Online Program

Return to main conference page
Tuesday, January 7
Tue, Jan 7, 2:00 PM - 3:45 PM
East Coast Ballroom
Health Disparities and Geography

An Additive Linear Mixed-effects Model (ALMM) with Kernel Smoothers and a Permutation Test on Temporal Heterogeneity of Geospatial Risk Patterns (307917)

Presentation

*Yannan Tang, University of California, Irvine 

Public health researchers often aim to quantify geospatial heterogeneity (spatial effects) in disease occurrence to identify potential health disparities, which are essential for policy makers. In these studies, spatial information is becoming increasingly available at the individual-level. Classic generalized additive models (GAMs) provide a framework for smoothing risk estimates over space while adjusting for confounding factors.
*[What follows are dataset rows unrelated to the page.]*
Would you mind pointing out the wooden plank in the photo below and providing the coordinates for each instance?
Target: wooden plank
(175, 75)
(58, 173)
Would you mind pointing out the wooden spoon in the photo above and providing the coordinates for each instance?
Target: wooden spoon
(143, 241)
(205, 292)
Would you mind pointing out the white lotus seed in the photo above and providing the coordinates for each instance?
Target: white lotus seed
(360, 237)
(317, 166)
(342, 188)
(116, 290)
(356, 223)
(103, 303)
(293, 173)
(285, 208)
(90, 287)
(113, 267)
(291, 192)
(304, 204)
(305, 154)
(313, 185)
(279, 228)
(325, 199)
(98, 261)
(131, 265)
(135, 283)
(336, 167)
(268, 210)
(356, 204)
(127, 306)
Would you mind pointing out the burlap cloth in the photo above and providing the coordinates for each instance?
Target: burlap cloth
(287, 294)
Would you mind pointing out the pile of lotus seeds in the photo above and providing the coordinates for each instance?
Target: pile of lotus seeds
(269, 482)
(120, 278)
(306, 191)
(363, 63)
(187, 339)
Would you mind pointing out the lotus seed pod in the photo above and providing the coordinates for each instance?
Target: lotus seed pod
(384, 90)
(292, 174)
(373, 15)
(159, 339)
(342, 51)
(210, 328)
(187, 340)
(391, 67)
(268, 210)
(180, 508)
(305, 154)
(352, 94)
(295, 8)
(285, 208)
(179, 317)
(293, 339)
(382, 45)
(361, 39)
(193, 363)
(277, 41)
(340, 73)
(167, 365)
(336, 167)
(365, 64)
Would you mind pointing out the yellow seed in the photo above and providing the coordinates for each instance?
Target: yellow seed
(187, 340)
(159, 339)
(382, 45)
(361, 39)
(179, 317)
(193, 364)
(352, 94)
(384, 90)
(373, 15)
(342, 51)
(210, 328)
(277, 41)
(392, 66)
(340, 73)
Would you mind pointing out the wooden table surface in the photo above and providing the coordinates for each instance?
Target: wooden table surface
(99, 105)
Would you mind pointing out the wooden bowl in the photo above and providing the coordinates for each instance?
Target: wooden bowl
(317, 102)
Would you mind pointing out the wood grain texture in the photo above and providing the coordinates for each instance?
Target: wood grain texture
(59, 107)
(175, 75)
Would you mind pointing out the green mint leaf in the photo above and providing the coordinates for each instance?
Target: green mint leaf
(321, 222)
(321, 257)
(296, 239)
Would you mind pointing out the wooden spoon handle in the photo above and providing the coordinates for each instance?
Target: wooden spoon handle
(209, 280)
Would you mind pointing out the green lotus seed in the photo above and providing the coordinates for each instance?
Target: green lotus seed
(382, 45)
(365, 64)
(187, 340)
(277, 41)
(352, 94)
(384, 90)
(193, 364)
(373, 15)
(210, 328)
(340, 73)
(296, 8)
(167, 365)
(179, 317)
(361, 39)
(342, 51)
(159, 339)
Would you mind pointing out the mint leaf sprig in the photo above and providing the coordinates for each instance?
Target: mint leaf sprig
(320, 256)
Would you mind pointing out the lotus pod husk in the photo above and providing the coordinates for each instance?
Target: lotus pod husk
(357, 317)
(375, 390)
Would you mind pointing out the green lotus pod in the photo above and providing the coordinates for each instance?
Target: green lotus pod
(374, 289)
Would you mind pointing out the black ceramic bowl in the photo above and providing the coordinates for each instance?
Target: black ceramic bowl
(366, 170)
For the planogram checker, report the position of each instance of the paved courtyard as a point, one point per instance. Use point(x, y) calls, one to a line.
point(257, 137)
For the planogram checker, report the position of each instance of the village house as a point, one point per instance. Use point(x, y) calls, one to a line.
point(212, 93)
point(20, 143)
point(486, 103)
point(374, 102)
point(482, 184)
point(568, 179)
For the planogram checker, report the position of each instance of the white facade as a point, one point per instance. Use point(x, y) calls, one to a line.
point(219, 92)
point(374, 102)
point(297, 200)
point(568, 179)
As longitudinal studies that track disease indicators of individuals over time are becoming more prevalent, Wood (2017) describes a class of generalized additive mixed models (GAMMs) which incorporate individual-specific random effects into GAMs with spline smoothers. However, to our best knowledge, current GAMMs do not incorporate kernel smoothers. Given the fact that in various situations, kernel smoothers, locally estimated scatterplot smoothing (LOESS) in particular, are preferred by epidemiology researchers (Webster et al (2006) as an example) partly due to their robust estimation of spatial effects on irregular shaped maps. In this study, we propose a class of additive linear mixed-effects models (ALMMs) by incorporating kernel smoothers into additive model framework for continuous response. To fit ALMMs, we provide a backfitting procedure with within-cluster correlation adjustment. Furthermore, a modified permutation test for our ALMMs is developed to detect potential changes in spatial effects over time. Through simulation studies, we illustrate the advantage of ALMMs in spatial effects estimation when there are unbalanced clusters or random slopes. Our empirical results further suggest that the modified permutation test procedure yields relatively high power for detecting temporal heterogeneity in spatial effects under controlled type I error. Finally, we apply our ALMMs method on post-public-water-filtration serum perfluorooctanoic acid (PFOA) concentration data among residents in certain parts of West Virginia and Ohio, demonstrating the behavior of spatial effects on serum PFOA concentration after the filtration.